The `debug()` function takes a function as its first argument. Here is an example of debugging the `lm()` function.
```r
> debug(lm) ## Flag the 'lm()' function for interactive debugging
> lm(y ~ x)
debugging in: lm(y ~ x)
debug: {
ret.x <- x
ret.y <- y
cl <- match.call()
...
if (!qr)
z$qr <- NULL
z
}
Browse[2]>
```
Now, every time you call the `lm()` function it will launch the interactive debugger. To turn this behavior off you need to call the `undebug()` function.
The debugger calls the browser at the very top level of the function body. From there you can step through each expression in the body. There are a few special commands you can call in the browser:
* `n` executes the current expression and moves to the next expression
* `c` continues execution of the function and does not stop until either an error or the function exits
* `Q` quits the browser
Here's an example of a browser session with the `lm()` function.
```r
Browse[2]> n ## Evalute this expression and move to the next one
debug: ret.x <- x
Browse[2]> n
debug: ret.y <- y
Browse[2]> n
debug: cl <- match.call()
Browse[2]> n
debug: mf <- match.call(expand.dots = FALSE)
Browse[2]> n
debug: m <- match(c("formula", "data", "subset", "weights", "na.action",
"offset"), names(mf), 0L)
```
While you are in the browser you can execute any other R function that might be available to you in a regular session. In particular, you can use `ls()` to see what is in your current environment (the function environment) and `print()` to print out the values of R objects in the function environment.
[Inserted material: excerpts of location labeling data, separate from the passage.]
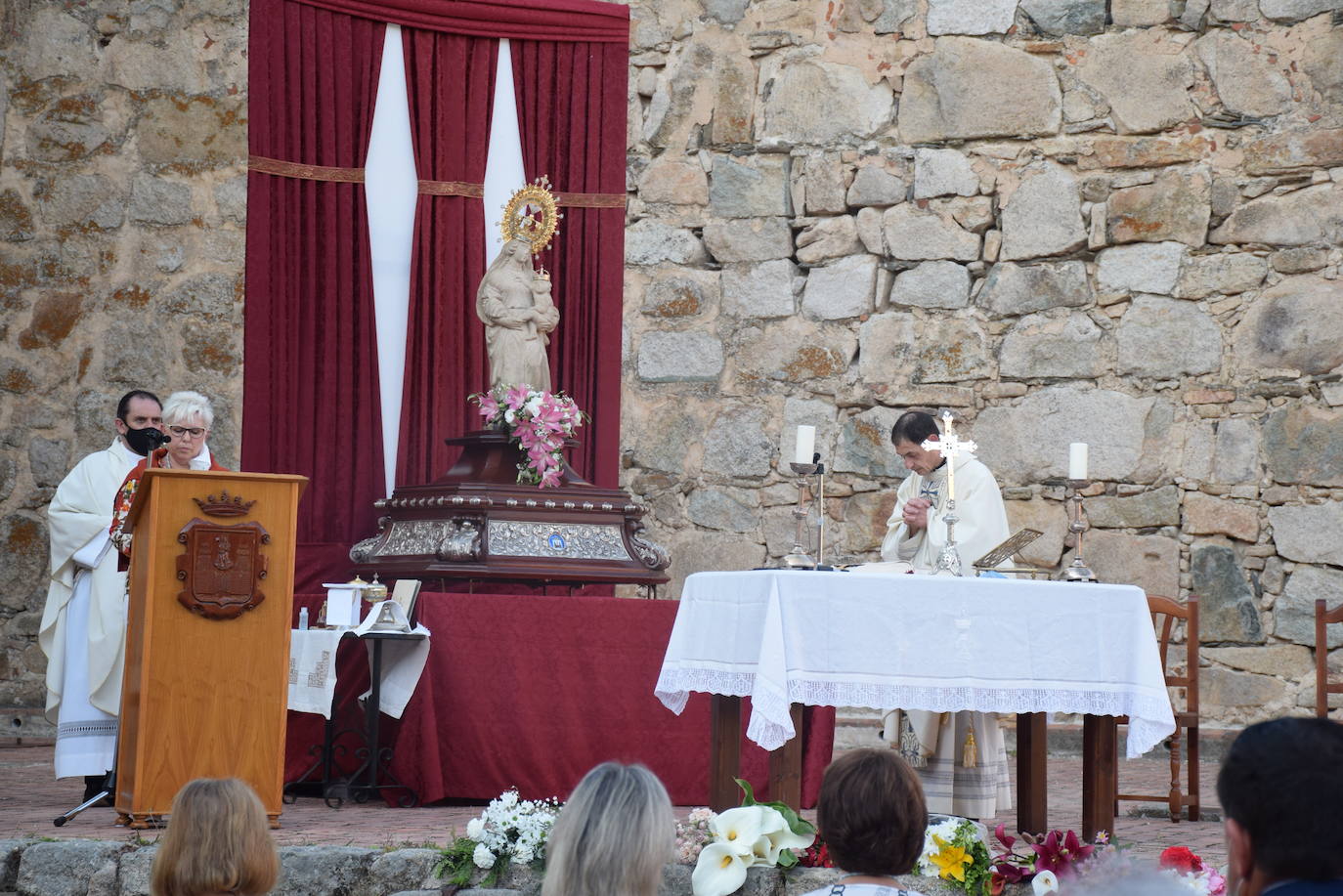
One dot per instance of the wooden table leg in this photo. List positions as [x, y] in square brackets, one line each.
[1100, 755]
[1031, 774]
[724, 751]
[786, 764]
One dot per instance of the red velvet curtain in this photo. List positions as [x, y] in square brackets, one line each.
[311, 397]
[571, 103]
[450, 81]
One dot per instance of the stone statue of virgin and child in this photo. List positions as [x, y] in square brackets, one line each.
[514, 304]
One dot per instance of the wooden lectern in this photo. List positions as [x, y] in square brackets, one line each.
[207, 638]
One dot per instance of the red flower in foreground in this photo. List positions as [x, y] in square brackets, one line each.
[1181, 859]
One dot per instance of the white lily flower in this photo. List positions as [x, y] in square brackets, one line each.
[742, 827]
[720, 871]
[1044, 882]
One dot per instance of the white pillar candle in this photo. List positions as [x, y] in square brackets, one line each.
[806, 444]
[1077, 461]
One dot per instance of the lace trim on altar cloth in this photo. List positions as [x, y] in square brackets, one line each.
[1149, 716]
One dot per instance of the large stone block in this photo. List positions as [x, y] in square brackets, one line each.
[1285, 660]
[1302, 218]
[810, 101]
[1159, 506]
[1293, 614]
[1304, 445]
[760, 290]
[887, 347]
[1151, 562]
[652, 242]
[1041, 346]
[1027, 443]
[875, 186]
[746, 240]
[738, 445]
[865, 445]
[1235, 452]
[841, 289]
[65, 867]
[1296, 324]
[1044, 217]
[751, 187]
[1141, 268]
[952, 350]
[1177, 206]
[969, 89]
[1246, 82]
[1047, 517]
[1019, 289]
[1066, 17]
[932, 285]
[943, 172]
[1145, 83]
[1274, 153]
[796, 351]
[1308, 533]
[724, 509]
[1223, 275]
[1148, 346]
[970, 17]
[674, 357]
[914, 234]
[829, 238]
[1207, 515]
[1295, 10]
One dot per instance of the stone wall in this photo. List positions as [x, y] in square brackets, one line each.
[1062, 221]
[122, 207]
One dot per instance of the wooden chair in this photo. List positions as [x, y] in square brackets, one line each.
[1164, 614]
[1323, 688]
You can turn off interactive debugging with the `undebug()` function.
```r
undebug(lm) ## Unflag the 'lm()' function for debugging
```
## Using `recover()`
The `recover()` function can be used to modify the error behavior of R when an error occurs. Normally, when an error occurs in a function, R will print out an error message, exit out of the function, and return you to your workspace to await further commands.
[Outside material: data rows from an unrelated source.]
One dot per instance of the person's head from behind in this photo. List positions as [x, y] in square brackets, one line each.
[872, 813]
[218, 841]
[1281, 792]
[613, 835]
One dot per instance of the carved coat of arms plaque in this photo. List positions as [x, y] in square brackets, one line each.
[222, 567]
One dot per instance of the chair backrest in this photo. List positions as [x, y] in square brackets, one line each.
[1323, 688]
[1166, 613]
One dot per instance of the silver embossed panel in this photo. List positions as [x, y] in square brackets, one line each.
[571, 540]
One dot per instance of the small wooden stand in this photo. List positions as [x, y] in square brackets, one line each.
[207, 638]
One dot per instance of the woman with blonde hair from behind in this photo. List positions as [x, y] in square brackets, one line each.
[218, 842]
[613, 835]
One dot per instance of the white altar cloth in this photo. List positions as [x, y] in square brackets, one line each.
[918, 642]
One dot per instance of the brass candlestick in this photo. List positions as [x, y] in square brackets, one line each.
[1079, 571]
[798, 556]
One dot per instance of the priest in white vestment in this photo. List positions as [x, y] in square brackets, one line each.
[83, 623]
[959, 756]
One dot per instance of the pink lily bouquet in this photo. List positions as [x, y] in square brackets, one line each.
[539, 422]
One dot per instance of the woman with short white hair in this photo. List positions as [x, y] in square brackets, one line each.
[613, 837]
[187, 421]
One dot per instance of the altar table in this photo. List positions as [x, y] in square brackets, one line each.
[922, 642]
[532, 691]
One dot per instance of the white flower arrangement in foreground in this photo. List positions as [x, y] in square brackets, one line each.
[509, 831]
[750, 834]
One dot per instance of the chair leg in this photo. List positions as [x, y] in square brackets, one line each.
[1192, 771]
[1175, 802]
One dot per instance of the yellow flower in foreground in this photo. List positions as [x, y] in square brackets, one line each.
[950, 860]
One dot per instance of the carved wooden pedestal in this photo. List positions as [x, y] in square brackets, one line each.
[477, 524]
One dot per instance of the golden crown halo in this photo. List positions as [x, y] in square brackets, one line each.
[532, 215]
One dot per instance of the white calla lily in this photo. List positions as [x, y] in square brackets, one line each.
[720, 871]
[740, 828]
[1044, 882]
With `recover()` you can tell R that when an error occurs, it should halt execution at the exact point at which the error occurred. That can give you the opportunity to poke around in the environment in which the error occurred. This can be useful to see if there are any R objects or data that have been corrupted or mistakenly modified.
```r
> options(error = recover) ## Change default R error behavior
> read.csv("nosuchfile") ## This code doesn't work
Error in file(file, "rt") : cannot open the connection
In addition: Warning message:
In file(file, "rt") :
cannot open file ’nosuchfile’: No such file or directory
Enter a frame number, or 0 to exit
1: read.csv("nosuchfile")
2: read.table(file = file, header = header, sep = sep, quote = quote, dec =
3: file(file, "rt")
Selection:
```
The `recover()` function will first print out the function call stack when an error occurrs. Then, you can choose to jump around the call stack and investigate the problem. When you choose a frame number, you will be put in the browser (just like the interactive debugger triggered with `debug()`) and will have the ability to poke around.
## Summary
- There are three main indications of a problem/condition: `message`, `warning`, `error`; only an `error` is fatal
- When analyzing a function with a problem, make sure you can reproduce the problem, clearly state your expectations and how the output differs from your expectation
- Interactive debugging tools `traceback`, `debug`, `browser`, `trace`, and `recover` can be used to find problematic code in functions
- Debugging tools are not a substitute for thinking!